В 80-е годы начинается неутомимая исследовательская деятельность великого английского египтолога У.Ф. Питри. В отличие от своих предшественников, он тщательно и целенаправленно готовился к встрече с историей древнего Египта. Еще в детстве он высказал пожелание «просеять» всю землю Египта для того, чтобы не только найти все, что она скрывает в своих глубинах, но и получить представление о первоначальном расположении всех находок. Уже в юности, кроме интереса к древности Питри упорно занимался естественными и точными науками, прежде всего, химией и математикой. В 1880 г. в возрасте 27 лет он отправился в страну своей мечты, где проводил раскопки на протяжении 46 лет с небольшими перерывами. Археолог раскапывал целые города: греческую колонию Навкратис, одну из столиц Египта – город Иллахун (Кахун), храмы и гробницы. Он стал крупнейшим специалистом в области древнеегипетской истории и культуры. Научное наследие профессора У.Ф. Питри насчитывает 90 томов. Его трехтомная «История Египта» (1894–1905) была одной из первых монографий, посвященных этой теме. Особое внимание Питри уделял исследованию пирамид Гизы. Он даже жил в одной из заброшенных гробниц и занимался измерениями пирамиды Хеопса, вокруг которой было нагромождено столько вымыслов и цифровой мистики. Именно Флиндерс Питри заложил основы научной дисциплины пирамидологии, усовершенствовал методику проведения археологических работ. Он стал одним из основателей «Фонда исследования Египта», который субсидировал научные работы. Питри внес огромный вклад в дело организации и хранения открытых памятников. Благодаря усилиям таких ученых, как Мариэт, Масперо, Питри и др., египтология превратилась в подлинную науку.

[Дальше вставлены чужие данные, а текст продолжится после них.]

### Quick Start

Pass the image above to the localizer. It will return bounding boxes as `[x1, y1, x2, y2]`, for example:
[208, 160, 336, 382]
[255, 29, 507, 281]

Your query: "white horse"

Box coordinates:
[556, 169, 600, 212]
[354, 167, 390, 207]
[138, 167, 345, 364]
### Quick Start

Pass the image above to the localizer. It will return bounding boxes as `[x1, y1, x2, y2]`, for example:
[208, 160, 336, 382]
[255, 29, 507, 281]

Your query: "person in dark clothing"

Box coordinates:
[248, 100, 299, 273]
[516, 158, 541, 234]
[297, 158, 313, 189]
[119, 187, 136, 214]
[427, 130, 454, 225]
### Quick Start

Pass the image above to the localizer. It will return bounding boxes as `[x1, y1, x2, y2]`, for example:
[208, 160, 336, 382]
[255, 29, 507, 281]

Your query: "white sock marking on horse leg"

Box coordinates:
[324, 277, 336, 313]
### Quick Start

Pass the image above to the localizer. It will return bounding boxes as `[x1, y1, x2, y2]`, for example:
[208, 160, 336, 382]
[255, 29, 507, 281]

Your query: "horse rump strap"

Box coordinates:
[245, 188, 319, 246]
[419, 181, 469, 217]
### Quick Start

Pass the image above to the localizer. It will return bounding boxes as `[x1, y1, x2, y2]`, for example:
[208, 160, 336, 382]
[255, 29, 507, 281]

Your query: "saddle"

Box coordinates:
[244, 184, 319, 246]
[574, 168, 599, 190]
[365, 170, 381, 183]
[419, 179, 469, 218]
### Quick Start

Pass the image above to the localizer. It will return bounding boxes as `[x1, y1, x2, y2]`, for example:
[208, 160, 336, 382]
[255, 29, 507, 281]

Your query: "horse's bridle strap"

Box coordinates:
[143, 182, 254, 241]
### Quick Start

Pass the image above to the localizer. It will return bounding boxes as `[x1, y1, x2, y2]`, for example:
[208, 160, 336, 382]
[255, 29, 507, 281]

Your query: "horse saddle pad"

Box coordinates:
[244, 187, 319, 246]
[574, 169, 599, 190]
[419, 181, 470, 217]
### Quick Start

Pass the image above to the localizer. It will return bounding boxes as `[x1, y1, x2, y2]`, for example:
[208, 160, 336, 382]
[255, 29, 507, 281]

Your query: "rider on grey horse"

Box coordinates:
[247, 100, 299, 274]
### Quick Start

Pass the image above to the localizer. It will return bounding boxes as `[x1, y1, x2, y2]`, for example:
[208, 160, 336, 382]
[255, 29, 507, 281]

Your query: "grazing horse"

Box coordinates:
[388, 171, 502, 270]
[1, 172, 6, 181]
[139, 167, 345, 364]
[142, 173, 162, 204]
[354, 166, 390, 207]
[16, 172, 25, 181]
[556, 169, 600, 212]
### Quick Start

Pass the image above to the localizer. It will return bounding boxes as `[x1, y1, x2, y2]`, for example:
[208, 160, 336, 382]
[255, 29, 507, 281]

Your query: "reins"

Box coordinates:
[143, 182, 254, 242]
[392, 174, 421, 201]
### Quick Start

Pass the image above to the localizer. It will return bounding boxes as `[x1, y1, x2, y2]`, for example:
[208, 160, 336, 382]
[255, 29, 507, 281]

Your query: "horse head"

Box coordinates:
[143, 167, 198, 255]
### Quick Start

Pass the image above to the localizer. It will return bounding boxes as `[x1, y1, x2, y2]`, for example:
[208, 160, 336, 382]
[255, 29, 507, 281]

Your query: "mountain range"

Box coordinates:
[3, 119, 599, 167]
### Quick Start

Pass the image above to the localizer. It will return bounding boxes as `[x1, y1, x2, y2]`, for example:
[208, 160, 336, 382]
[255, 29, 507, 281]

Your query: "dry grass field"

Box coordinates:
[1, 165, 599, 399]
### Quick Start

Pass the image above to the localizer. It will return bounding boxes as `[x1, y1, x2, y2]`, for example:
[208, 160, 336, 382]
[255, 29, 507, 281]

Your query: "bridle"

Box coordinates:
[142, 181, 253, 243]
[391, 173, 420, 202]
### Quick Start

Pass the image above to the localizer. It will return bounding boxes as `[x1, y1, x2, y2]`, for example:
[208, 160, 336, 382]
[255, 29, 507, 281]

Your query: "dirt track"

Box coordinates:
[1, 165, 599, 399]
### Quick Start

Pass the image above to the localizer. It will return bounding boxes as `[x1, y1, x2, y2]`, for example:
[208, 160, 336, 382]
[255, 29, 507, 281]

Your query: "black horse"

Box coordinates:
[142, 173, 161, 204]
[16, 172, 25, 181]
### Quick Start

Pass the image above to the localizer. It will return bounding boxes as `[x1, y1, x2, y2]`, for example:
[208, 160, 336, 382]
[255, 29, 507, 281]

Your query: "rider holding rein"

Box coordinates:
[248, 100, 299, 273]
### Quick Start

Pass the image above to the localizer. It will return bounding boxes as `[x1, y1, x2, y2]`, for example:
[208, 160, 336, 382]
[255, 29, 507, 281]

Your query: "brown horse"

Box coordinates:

Важное значение именно на втором этапе развития востоковедения, имели публикации археологических материалов и издание письменных памятников таких как «Генеральный каталог египетских древностей музея в Каире» или пятитомный труд известного американского исследователя Д. Брестеда «Исторические документы по истории Египта, начиная с древнейших времен и до персидского завоевания», «Тексты пирамид», «Книга мертвых» и многое другое. Именно в этот период появляется ряд обобщающих работ по истории Египта, в которых осмысляется ход древней истории и место Египта в истории Ближнего Востока. Наряду с упомянутым трудом Питри следует назвать, в первую очередь, двухтомную «Историю Египта» Д. Брестеда, несколько монографий Л. Море – «Во времена фараонов» и «Цари и Боги Египта». Значительное место занимает древний Египет в истории народов классического Востока, изложенной в трудах таких маститых египтологов, как Г. Масперо, Э. Мейер, Б.А. Тураев[40].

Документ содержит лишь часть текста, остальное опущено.